During my 45 years as a commercial construction superintendent, I have built a number of canopies, similar to the one that "fell". First, in order to even consider building such an overhang, structural engineers have to submit design and structural drawings along with calculations that allow for wind, snow and water loads, earthquake problems and other such unlikely events (like being run into by a huge 5th wheel trailer).
With approved plans from the local building department, the contractor is then expected to follow them to the letter, (that was my job) with building inspectors checking many phases of progress. If any deviations are noted, a stop-notice is filed and the job is red tagged if the violations are not corrected.
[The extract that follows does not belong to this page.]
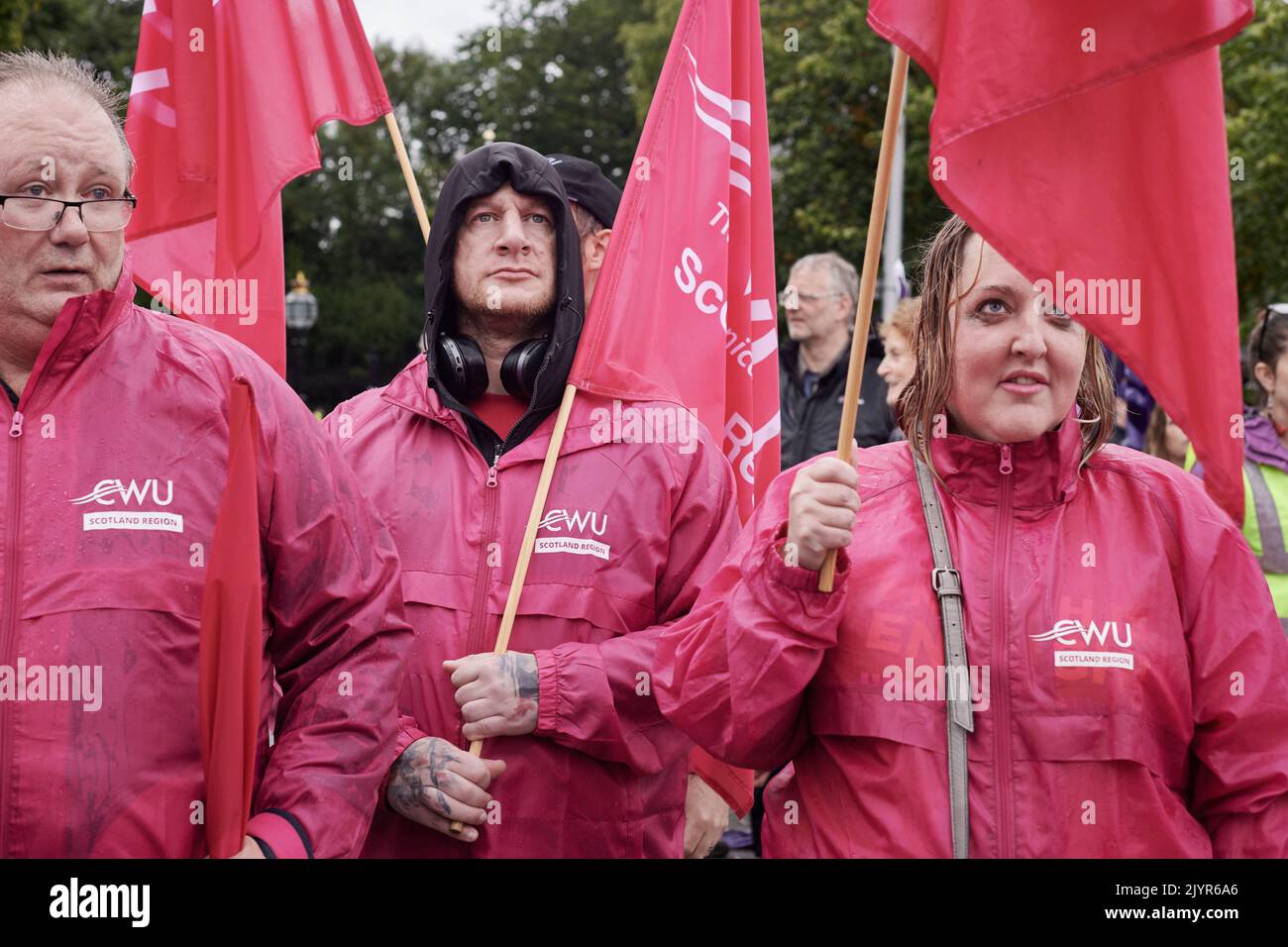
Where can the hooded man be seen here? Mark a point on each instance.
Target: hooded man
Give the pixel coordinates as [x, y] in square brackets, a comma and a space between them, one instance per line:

Just looking at the pictures, I see that there was a pipe column on the right side of the canopy, that was bolted down, hopefully to a concrete footing, in leiu on a thin concrete slab. (I can see no anchor bolts protruding from the base plate of the column, were there weak bolts or nuts?) The top of the column shows no visible connection to any structural members within the structure, just some black-iron framing members used to support the plastered ceiling. The masonry enclosing the steel pipe column is just gingerbread to hide the column and match the existing construction in the main building.
Someone messed up, big time on this one. A law suit is surely going to follow, and Mister Deep-Pockets, ie, the Architect, the Structural Engr., The Contractor along with his Superintendent will all probably be listed in the law suit. I could see no structural connection to the existing bank building, and I have a feeling that they are going to hang the blame on the Structural Engineer who goofed on his design. Just my 2 cents.